Henri Queffelec, pour moi « le Giono de la mer » a cependant réussi à me captiver. Mais il m’a quand même fallu du temps et de la ténacité pour venir à bout de ce grand roman aride, à l’écriture cependant magnifique.

 

 

Un homme d’Ouessant

Un homme d'Ouessant dans Livres lus un-homme-douessant-150x150  Roman de Henri QUEFFELEC

Laurent Brenterch, natif d’Ouessant, petite île bretonne au nord-ouest du Conquet, à une vingtaine de kilomètres du continent, est revenu d’Amérique où il a combattu avec d’autres Ouessantins dans la guerre d’Indépendance. Nous sommes en effet un peu avant la Révolution et les « Américains », comme on appelait ceux partis se battre de l’autre côté de l’océan, bénéficient d’un certain prestige. Mais Laurent, surnommé Miserere, soucieux de faire découvrir les bienfaits de la pomme de terre à ces concitoyens en plantant son propre jardin, est cependant désavoué par le recteur de l’île. En effet, célibataire endurci, l’homme repousse Françoise Méar, veuve et mère de trois jeunes enfants.
En raison des naufrages, l’île d’Ouessant, comme toutes les autres îles, a une forte population féminine : de nombreuses veuves bien sûr, plus ou moins jeunes, et des filles en attente de mariage. Laurent Brenterch, homme courageux, fort et intelligent, est donc très convoité depuis son retour. Son attitude hostile au mariage, que ces compagnons risquent d’imiter pour plaire à leur chef, risque de mettre en danger l’équilibre démographique de l’île. Aussi Monsieur Hamon, le recteur de l’île, se voit-il contraint à excommunier ce paroissien rétif pour frapper les esprits et faire réfléchir les hommes en âge de repeupler cette terre.
Outre sa résistance à une vie matrimoniale, Laurent Brenterch incarne le désir du changement et d’amélioration des conditions de vie des îliens ; en même temps, cette tendance à la modernité se heurte à la tradition du pillage des bateaux naufragés.

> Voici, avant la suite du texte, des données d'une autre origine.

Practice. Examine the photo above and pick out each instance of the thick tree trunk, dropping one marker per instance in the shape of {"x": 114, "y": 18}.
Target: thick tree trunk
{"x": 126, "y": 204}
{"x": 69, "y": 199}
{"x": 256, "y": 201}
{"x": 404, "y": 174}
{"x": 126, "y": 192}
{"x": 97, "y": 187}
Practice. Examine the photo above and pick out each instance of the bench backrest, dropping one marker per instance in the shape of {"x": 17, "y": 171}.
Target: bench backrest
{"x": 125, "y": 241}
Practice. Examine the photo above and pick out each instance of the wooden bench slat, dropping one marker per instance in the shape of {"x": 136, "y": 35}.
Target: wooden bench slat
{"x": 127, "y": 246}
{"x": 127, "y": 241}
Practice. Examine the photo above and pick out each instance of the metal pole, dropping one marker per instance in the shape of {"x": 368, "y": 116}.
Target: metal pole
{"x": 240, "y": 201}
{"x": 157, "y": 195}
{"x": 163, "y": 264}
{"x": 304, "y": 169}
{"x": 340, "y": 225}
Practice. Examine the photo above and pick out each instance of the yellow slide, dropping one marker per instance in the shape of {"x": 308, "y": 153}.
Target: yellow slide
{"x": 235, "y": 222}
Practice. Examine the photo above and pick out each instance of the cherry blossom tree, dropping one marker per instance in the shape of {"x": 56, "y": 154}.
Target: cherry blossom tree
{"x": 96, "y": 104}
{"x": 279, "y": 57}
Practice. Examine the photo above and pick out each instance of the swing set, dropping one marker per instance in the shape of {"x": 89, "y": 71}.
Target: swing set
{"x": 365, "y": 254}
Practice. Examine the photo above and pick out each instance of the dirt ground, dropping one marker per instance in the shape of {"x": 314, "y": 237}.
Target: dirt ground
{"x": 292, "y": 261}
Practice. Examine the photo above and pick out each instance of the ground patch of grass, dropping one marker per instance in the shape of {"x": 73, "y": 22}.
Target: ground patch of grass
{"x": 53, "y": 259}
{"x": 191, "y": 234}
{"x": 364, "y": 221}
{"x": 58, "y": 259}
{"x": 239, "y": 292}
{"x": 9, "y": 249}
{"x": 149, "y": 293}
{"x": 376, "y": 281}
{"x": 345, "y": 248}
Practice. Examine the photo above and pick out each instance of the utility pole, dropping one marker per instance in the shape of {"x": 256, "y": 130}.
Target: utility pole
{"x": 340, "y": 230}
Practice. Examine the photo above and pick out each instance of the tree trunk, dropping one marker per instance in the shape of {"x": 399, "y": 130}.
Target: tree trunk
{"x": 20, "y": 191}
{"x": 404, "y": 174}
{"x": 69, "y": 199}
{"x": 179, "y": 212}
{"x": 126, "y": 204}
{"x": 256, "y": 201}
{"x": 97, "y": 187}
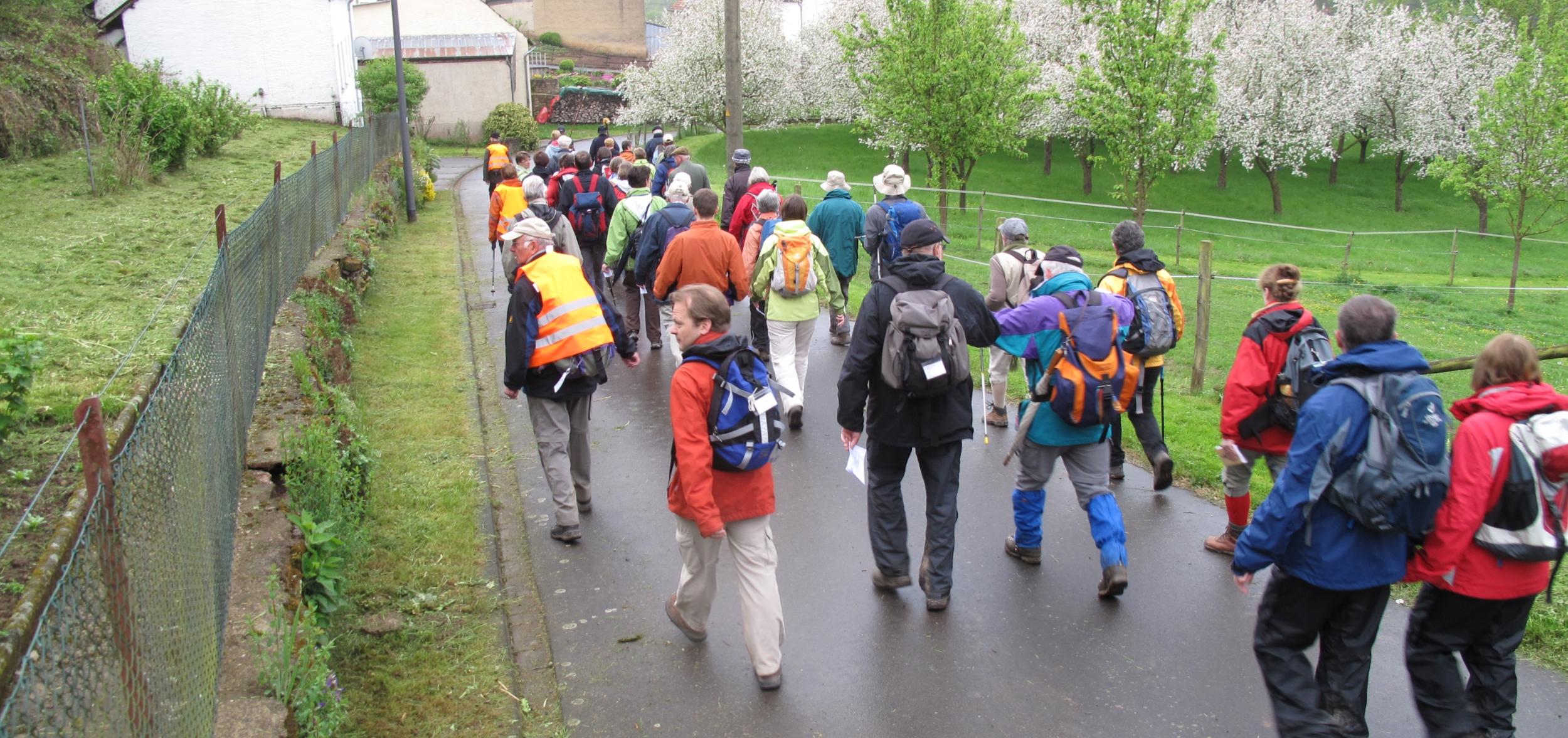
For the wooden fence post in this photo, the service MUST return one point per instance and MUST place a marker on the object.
(1200, 345)
(1454, 255)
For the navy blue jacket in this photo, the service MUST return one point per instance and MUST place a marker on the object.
(1321, 543)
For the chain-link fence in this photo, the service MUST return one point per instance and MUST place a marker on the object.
(129, 641)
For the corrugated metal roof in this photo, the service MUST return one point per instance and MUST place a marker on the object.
(447, 46)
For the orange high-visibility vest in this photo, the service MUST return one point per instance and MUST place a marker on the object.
(512, 203)
(569, 318)
(497, 156)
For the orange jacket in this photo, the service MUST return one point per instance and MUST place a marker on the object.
(506, 201)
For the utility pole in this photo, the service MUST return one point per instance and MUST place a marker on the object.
(733, 115)
(402, 120)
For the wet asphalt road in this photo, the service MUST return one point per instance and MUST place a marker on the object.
(1023, 651)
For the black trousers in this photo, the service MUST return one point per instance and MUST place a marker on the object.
(1485, 633)
(1145, 418)
(885, 514)
(1293, 614)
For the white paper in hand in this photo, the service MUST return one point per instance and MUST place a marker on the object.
(857, 464)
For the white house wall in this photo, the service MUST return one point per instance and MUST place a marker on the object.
(289, 58)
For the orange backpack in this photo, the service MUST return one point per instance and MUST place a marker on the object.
(792, 275)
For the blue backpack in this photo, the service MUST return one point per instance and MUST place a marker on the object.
(899, 214)
(587, 210)
(1402, 476)
(744, 423)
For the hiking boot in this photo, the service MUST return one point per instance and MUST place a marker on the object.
(566, 534)
(1114, 582)
(697, 636)
(1224, 542)
(888, 583)
(1024, 555)
(1161, 461)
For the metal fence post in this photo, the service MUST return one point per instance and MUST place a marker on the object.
(1200, 346)
(1454, 255)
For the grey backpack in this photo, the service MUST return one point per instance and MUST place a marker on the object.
(1153, 329)
(924, 351)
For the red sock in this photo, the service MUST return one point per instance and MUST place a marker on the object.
(1237, 509)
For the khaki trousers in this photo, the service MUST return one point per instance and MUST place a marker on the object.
(756, 566)
(560, 427)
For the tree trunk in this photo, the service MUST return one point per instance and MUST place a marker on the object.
(1272, 171)
(1333, 162)
(941, 197)
(1399, 183)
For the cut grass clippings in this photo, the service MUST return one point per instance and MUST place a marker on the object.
(1443, 324)
(425, 557)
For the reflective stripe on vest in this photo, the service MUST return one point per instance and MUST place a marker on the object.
(569, 319)
(512, 203)
(497, 156)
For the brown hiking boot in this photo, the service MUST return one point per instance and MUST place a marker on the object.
(996, 418)
(1224, 542)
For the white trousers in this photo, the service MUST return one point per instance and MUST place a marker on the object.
(756, 566)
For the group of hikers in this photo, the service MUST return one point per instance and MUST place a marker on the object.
(1366, 487)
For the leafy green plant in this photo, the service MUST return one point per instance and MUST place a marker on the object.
(378, 83)
(18, 363)
(292, 657)
(218, 115)
(513, 120)
(320, 564)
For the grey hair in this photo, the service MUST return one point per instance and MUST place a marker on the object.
(534, 188)
(1128, 236)
(767, 201)
(1366, 319)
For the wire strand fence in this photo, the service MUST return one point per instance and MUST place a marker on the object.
(121, 627)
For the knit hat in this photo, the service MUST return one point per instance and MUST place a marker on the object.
(1014, 230)
(532, 228)
(893, 181)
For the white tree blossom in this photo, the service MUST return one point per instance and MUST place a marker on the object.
(684, 82)
(1281, 85)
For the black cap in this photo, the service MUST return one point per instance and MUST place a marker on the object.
(1065, 255)
(923, 233)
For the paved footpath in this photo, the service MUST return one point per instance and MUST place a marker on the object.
(1023, 651)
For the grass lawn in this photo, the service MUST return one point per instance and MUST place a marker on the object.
(1441, 323)
(425, 557)
(85, 272)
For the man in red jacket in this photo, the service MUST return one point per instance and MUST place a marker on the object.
(1244, 407)
(714, 506)
(1476, 602)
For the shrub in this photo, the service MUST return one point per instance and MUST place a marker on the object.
(512, 120)
(218, 115)
(18, 360)
(378, 83)
(145, 114)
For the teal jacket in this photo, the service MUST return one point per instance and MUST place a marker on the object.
(839, 222)
(1030, 333)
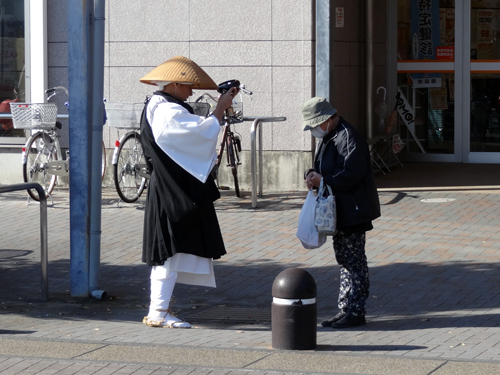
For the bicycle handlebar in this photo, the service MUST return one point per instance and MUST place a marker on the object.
(53, 91)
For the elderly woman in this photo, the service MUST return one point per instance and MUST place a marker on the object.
(181, 231)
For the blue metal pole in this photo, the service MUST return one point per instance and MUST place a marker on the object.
(97, 124)
(79, 74)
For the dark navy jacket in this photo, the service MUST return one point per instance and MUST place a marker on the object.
(343, 159)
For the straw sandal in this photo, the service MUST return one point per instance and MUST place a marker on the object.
(168, 321)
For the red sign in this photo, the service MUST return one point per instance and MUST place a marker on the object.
(445, 53)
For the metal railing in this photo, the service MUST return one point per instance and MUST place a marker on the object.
(253, 136)
(43, 229)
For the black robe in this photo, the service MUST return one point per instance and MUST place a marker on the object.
(180, 215)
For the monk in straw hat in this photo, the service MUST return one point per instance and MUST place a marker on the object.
(181, 231)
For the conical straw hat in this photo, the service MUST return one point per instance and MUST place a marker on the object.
(180, 69)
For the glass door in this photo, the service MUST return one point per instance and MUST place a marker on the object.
(426, 81)
(483, 133)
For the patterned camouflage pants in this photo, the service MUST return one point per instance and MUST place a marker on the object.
(354, 282)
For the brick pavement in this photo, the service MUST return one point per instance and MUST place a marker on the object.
(434, 280)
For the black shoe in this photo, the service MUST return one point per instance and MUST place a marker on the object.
(336, 318)
(350, 321)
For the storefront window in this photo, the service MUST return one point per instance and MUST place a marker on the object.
(426, 29)
(426, 35)
(12, 77)
(485, 30)
(430, 129)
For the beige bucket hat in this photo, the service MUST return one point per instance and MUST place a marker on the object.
(315, 111)
(182, 70)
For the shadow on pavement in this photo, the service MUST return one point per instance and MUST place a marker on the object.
(403, 296)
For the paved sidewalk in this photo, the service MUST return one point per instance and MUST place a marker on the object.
(433, 307)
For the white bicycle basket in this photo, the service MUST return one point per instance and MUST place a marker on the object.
(124, 115)
(33, 115)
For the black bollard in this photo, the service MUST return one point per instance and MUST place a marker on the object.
(294, 310)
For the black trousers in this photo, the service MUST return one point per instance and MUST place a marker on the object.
(354, 280)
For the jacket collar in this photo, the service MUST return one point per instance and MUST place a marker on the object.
(171, 99)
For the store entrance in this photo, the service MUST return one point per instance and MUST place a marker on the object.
(448, 75)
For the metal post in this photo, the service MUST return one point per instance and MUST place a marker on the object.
(80, 83)
(369, 69)
(253, 135)
(323, 48)
(44, 244)
(96, 170)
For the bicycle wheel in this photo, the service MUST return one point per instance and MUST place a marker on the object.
(233, 162)
(103, 162)
(39, 150)
(128, 182)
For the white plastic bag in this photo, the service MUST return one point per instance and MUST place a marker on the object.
(325, 218)
(306, 231)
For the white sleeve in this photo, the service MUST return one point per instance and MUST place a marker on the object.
(190, 140)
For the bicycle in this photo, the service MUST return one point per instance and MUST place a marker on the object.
(130, 169)
(130, 173)
(230, 141)
(42, 156)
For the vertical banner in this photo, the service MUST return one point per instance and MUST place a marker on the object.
(424, 29)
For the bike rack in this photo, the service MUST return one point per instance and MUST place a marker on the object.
(255, 126)
(43, 229)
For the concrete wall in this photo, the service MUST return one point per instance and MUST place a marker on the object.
(349, 61)
(267, 44)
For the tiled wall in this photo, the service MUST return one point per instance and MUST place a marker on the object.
(266, 44)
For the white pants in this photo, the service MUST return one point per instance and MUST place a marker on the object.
(161, 293)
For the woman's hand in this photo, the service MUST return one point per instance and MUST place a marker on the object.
(224, 103)
(313, 179)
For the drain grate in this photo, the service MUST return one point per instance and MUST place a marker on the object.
(234, 314)
(437, 200)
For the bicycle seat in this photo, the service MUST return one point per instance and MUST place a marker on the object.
(228, 85)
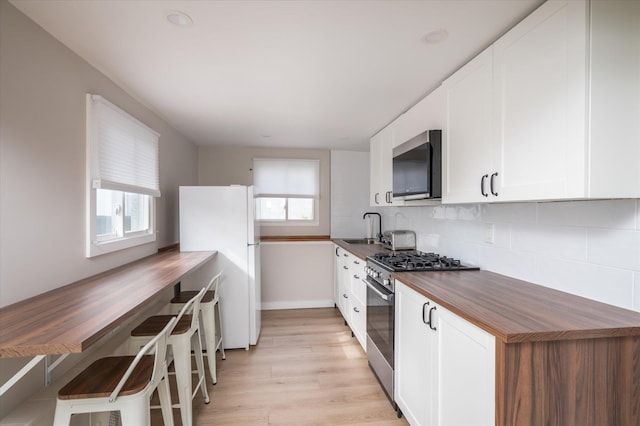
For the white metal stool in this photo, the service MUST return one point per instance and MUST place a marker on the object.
(211, 318)
(185, 334)
(123, 383)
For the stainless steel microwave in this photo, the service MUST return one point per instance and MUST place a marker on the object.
(417, 167)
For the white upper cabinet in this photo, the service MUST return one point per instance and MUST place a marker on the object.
(466, 154)
(381, 172)
(428, 114)
(550, 111)
(539, 74)
(614, 113)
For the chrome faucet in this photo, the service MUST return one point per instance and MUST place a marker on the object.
(379, 234)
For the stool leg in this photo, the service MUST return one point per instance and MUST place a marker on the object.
(62, 416)
(165, 400)
(209, 325)
(197, 349)
(136, 413)
(182, 361)
(220, 342)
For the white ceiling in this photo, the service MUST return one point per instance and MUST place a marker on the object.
(308, 74)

Autant « Un recteur de l’île de Sein » m’avait ennuyée, autant la lecture de ce roman m’a intéressée – non pas passionnée mais presque – par le personnage central tout en contraste que plante l’auteur dans un décor grandiose où l’on entend les vagues se briser sur les falaises.
L’écriture est belle, les formulations parfois un peu complexes et l’histoire très éloignée de nos réalités, mais le roman est intéressant.